吉田りえ

【吉田りえ】「新しい公共」地域モデル:幸せの活性化

私の新しい公共の現場活動のひとつに、ペットボトルのキャップを集めてワクチンとして世界の子ども達へと贈る活動があります。 たくさんの岐阜市民のみなさんがご参加頂いているボランティアプログラムです。こうした、ボランティア活動は、「新しい公共」の取組みの活動のうちのひとつです。

では、「新しい公共」の取組みとは、なんでしょう?

簡単な言葉で言えば、市民が主体的に公共サービスの担い手になることです。いま、少子高齢化に伴い、高齢者福祉や子育て支援、防災、防犯など公共サービスの需要が、急速に拡大しています。一方で、行政の限界がある政策分野があり、そこでは、「新しい公共」の取組みに、期待がかかっています。

そもそも、公共性のパラダイム転換は、社会問題の多様化及び複雑化する中、官に委ねるだけでは十分な解決を得ることができないことが背景となっています。
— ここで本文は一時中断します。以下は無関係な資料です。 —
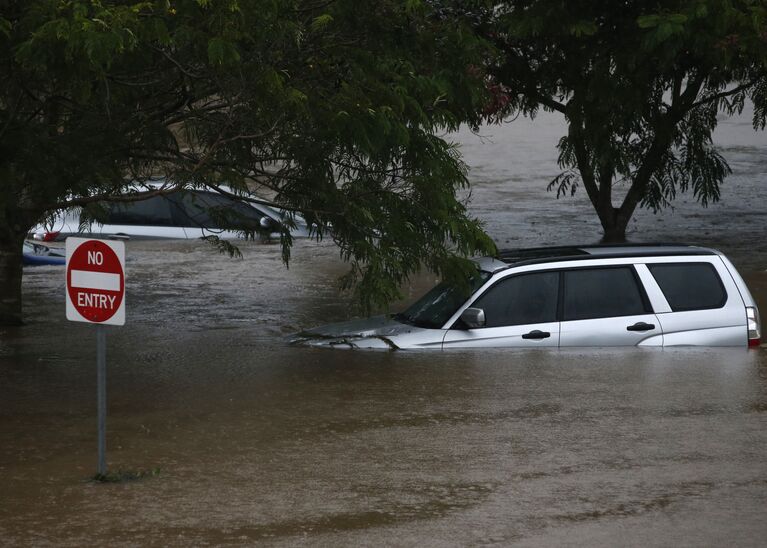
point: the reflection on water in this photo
(258, 442)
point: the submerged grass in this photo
(123, 476)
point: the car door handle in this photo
(537, 335)
(641, 326)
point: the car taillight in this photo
(754, 327)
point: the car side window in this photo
(518, 300)
(154, 211)
(689, 286)
(210, 210)
(602, 293)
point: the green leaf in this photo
(321, 22)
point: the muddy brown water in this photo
(258, 443)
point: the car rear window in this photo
(690, 286)
(602, 293)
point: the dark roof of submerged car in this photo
(535, 255)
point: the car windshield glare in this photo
(440, 303)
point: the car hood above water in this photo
(381, 332)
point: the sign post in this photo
(96, 294)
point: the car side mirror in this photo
(267, 223)
(473, 317)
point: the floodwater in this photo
(258, 443)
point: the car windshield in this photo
(435, 308)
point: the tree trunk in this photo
(613, 223)
(11, 243)
(614, 235)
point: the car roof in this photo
(535, 255)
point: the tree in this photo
(640, 84)
(327, 107)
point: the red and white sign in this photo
(96, 281)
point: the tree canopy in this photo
(328, 108)
(640, 83)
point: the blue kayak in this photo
(41, 255)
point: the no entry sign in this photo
(96, 281)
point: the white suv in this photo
(631, 295)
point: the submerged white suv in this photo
(628, 295)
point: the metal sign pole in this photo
(101, 389)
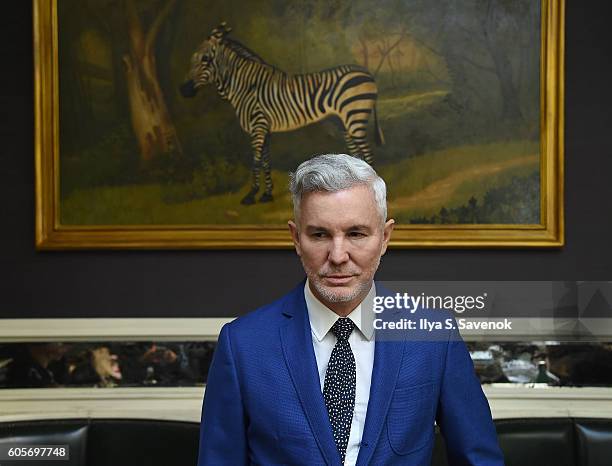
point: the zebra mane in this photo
(243, 51)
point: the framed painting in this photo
(176, 123)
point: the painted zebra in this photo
(268, 100)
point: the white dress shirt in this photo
(362, 344)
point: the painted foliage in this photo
(453, 86)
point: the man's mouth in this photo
(338, 279)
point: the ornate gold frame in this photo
(50, 234)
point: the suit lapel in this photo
(387, 361)
(299, 355)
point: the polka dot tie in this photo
(339, 386)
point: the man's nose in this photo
(338, 252)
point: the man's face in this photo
(340, 238)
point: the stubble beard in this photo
(329, 295)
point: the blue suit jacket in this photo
(263, 403)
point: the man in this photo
(306, 381)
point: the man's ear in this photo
(295, 236)
(388, 228)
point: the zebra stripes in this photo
(267, 100)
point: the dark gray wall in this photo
(220, 283)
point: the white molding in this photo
(185, 403)
(165, 329)
(537, 401)
(177, 404)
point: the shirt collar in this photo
(323, 318)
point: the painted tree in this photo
(151, 121)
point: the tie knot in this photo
(342, 328)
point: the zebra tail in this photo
(378, 136)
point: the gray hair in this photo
(336, 172)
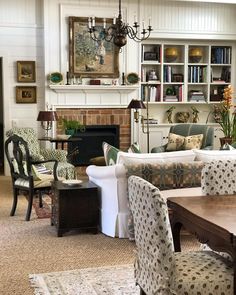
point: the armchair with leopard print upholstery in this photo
(37, 153)
(158, 270)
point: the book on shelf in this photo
(171, 98)
(150, 121)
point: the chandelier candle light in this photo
(118, 31)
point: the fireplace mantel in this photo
(94, 88)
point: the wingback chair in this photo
(24, 174)
(158, 270)
(186, 129)
(65, 169)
公共には、官の担う公共(公的公共性)と、民が担う公共(市民的公共性)があり、公共性のパラダイム転換そのものを新しい公共と定義することができます。

さて、岐阜市で私が地域を歩く中で、公共性のパラダイム転換=新しい公共の事例に多く出会います。それは、狭義のNPOの活動展開という観点のみではなく、地域の自治会をはじめ地縁組織等を通じた日々の活動、即ち地域の脈々とした絆・ソーシャルキャピタルが底辺としてあります。
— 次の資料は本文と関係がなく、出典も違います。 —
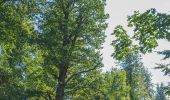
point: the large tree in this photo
(71, 34)
(148, 28)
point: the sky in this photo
(118, 11)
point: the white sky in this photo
(118, 11)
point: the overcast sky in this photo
(118, 11)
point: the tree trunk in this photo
(61, 83)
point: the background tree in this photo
(148, 27)
(160, 93)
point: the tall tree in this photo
(71, 34)
(127, 55)
(148, 28)
(160, 93)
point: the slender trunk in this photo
(61, 84)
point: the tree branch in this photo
(85, 71)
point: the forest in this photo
(51, 50)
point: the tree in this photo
(71, 34)
(160, 93)
(148, 27)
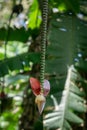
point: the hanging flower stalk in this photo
(42, 88)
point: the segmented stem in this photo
(43, 40)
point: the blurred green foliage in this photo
(67, 45)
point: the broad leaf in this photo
(70, 103)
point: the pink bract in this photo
(36, 88)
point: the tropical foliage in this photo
(66, 65)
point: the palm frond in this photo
(72, 102)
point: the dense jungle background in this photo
(66, 64)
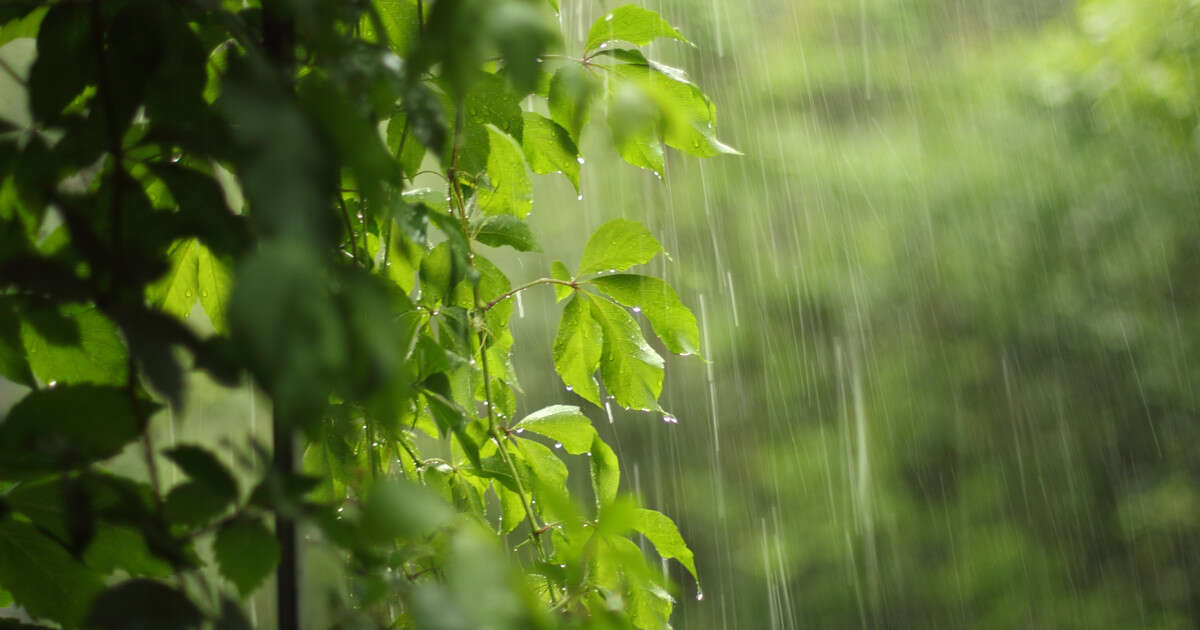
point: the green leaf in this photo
(215, 286)
(630, 369)
(65, 427)
(577, 349)
(618, 245)
(192, 503)
(633, 24)
(672, 322)
(573, 90)
(123, 547)
(605, 473)
(246, 552)
(42, 577)
(405, 145)
(400, 22)
(174, 293)
(558, 271)
(547, 468)
(511, 187)
(73, 345)
(663, 533)
(522, 34)
(504, 229)
(64, 64)
(564, 424)
(399, 509)
(13, 361)
(143, 605)
(204, 467)
(550, 148)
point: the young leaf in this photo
(215, 285)
(42, 577)
(504, 229)
(633, 24)
(143, 604)
(618, 245)
(672, 322)
(174, 293)
(564, 424)
(549, 148)
(605, 473)
(571, 93)
(246, 552)
(202, 466)
(511, 187)
(663, 533)
(579, 346)
(630, 369)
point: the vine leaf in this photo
(630, 369)
(564, 424)
(511, 187)
(571, 93)
(663, 533)
(671, 321)
(605, 473)
(215, 285)
(579, 346)
(55, 430)
(633, 24)
(504, 229)
(550, 149)
(42, 576)
(174, 293)
(203, 467)
(75, 343)
(618, 245)
(143, 604)
(246, 552)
東京のような都市にはない、新しい公共モデルがここ岐阜にはあると感じています。

「新しい公共」は、地域の活性化に大きな効果をもたらします。ただ、岐阜で現在進んでいる新しい公共による活性化が意味するところは、経済成長を指すのではありません。経済と福祉が両輪となって国のかたちとなっているように、福祉の活性化、幸せの活性化のモデルに大いになる可能性をもつ資源が豊かにあると感じるのです。